"'Ah,' replied my father, 'to be sure, that's worth all the book knowledge. You'll be better able to do business with gentlemen.'

"In this way I had staved off an ugly question; but in my own room, before going to bed that night, I ran over in my mind what I had learnt and what I had not learnt at school. I had learnt to play cricket and football, to run, to leap, to box, to smoke, to drink beer, and make bets. I had not learnt to write a good hand, to spell correctly, to count correctly, and to know something of the history and geography of my native country.

"My mother came to have some notion of the true state of matters. She had asked me to write to the minister, inviting him to our house on a certain night to meet some friends, and unfortunately I had spelt meet with an a. The minister was a great humorist, and this was an occasion for a joke which he could not neglect. Consequently, he called next morning, with my letter in his hand, to ask what kind of meat he would bring—beef, or mutton, or pork. My mother, when she understood the mistake, felt it keenly. So, one evening at the fireside, while the Earl and my father were having their game of draughts, she said:

"'Well, Ben, I hope you will get on at Oxford, and correct all your deficiencies, and come out a perfect scholar.'

"'My dear madam,' said the Earl, 'if any place can make him a scholar Oxford is that place. It has got all the means; it has the most money, the best teachers, and the greatest reputation.'

"My mother, however, although she knew it not, was cruelly deceived. To men who were in love with learning, Oxford gave every facility for maturing their scholarship. But to those who had no such love she could do nothing. Into this latter class I was unfortunate enough to fall. Lord Gulpington was there before me, and introduced me to his set, which consisted of the sons of the aristocratic and the wealthy. These youths, though passing through the curriculum of the University, were students merely in name. They did almost everything but study. Bless you! how could you expect them to do otherwise? What charms could they find in musty, out-of-date Latin and Greek works? They were young, healthy, spirited, and rich; and the bright and breathing world lay around them. Everything within them and without them called upon them to enjoy themselves. They, indeed, went through the farce of attending chapel in the morning, and lectures in the forenoon. But everyone, their teachers as well as themselves, knew it to be a farce. As soon as they went back to their rooms, they tossed their gowns aside, donned their sporting habiliments, and were off to the river, or the road, or the hunting-field, or the racecourse. Then back they came in the evening with a keen relish for other kinds of enjoyment. They feasted, they caroused, they gamboled, they sang jovial glees and choruses, and in fact rattled on as if life were to be a perpetual feast, without any such thing as duty, or trial, or suffering. In all these frolics I mingled. The jolly fellows, though they knew my origin, and called me by no other name than 'Balls,' were free and easy with me, played practical jokes upon me, borrowed my money, smoked my cigars, drank my wine, and even used my rooms for their parties.

"But all things come to an end; and the time arrived when the most of these devotees of pleasure had to lay aside their frivolities, and, in order to please the old folks at home, had to go in for their degree, or, as they called it, 'their smalls.' Many of them were, as it is called, 'plucked,' and no wonder! Their feathers were not home-grown, but were borrowed plumes stuck on with infinite labour and skill by tutors, and, therefore, came off easily. On me they would not even stick, and so I could not go up for the degree, and had not even the honour of being plucked.

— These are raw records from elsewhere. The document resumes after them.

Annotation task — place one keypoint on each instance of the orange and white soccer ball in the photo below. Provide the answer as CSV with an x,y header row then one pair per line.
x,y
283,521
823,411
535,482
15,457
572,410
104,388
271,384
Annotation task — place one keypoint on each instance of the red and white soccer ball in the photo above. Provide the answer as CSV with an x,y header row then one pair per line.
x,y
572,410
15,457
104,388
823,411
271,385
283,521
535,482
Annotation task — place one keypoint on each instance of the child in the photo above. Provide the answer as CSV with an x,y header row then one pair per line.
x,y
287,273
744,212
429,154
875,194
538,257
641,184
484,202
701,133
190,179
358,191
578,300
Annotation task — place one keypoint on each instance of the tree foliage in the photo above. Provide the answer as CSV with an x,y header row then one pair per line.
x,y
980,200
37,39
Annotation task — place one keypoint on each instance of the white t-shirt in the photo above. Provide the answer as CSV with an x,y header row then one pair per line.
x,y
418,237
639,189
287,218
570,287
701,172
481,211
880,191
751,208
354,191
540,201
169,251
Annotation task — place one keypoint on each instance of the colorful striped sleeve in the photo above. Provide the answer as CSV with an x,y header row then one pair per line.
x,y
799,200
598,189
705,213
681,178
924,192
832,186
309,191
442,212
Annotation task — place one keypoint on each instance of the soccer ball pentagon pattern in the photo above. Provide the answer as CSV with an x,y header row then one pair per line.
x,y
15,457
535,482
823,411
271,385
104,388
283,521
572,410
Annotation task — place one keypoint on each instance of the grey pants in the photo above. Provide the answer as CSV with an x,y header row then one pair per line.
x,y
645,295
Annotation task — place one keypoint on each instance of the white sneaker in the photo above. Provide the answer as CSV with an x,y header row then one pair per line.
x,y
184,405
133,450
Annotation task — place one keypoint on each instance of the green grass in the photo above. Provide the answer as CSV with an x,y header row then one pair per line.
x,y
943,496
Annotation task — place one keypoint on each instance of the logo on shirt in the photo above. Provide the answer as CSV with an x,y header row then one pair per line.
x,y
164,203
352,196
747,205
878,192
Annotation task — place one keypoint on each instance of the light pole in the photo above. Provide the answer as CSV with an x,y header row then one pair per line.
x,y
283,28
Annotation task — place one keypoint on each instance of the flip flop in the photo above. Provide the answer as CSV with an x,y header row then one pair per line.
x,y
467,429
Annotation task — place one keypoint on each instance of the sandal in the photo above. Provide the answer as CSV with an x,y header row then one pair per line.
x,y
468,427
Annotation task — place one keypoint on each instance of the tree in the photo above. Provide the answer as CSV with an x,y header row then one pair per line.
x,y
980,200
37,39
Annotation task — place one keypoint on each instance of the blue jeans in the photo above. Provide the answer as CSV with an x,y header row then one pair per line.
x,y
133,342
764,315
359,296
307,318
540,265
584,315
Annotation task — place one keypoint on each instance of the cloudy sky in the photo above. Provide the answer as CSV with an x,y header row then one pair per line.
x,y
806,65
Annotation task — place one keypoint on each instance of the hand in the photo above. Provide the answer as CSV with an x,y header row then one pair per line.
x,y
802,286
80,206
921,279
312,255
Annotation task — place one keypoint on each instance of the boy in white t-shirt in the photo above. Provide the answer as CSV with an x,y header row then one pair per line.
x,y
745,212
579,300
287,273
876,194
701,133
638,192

"My poor parents were spared the chagrin of seeing the failure of their efforts to make me a gentleman. Before my Oxford career was finished, they died, both in the same week, the victims of the terrible Asiatic cholera, during its first visit to this country in 1832. As I now came into a considerable fortune, I saw no necessity for adopting a profession, or doing any useful work. To enjoy myself was, I thought, to be my only business; and the proper place for enjoyment was London, the centre of all that is pleasant and grand. So, as soon as I had wound up affairs in Edinburgh, I hastened to the metropolis.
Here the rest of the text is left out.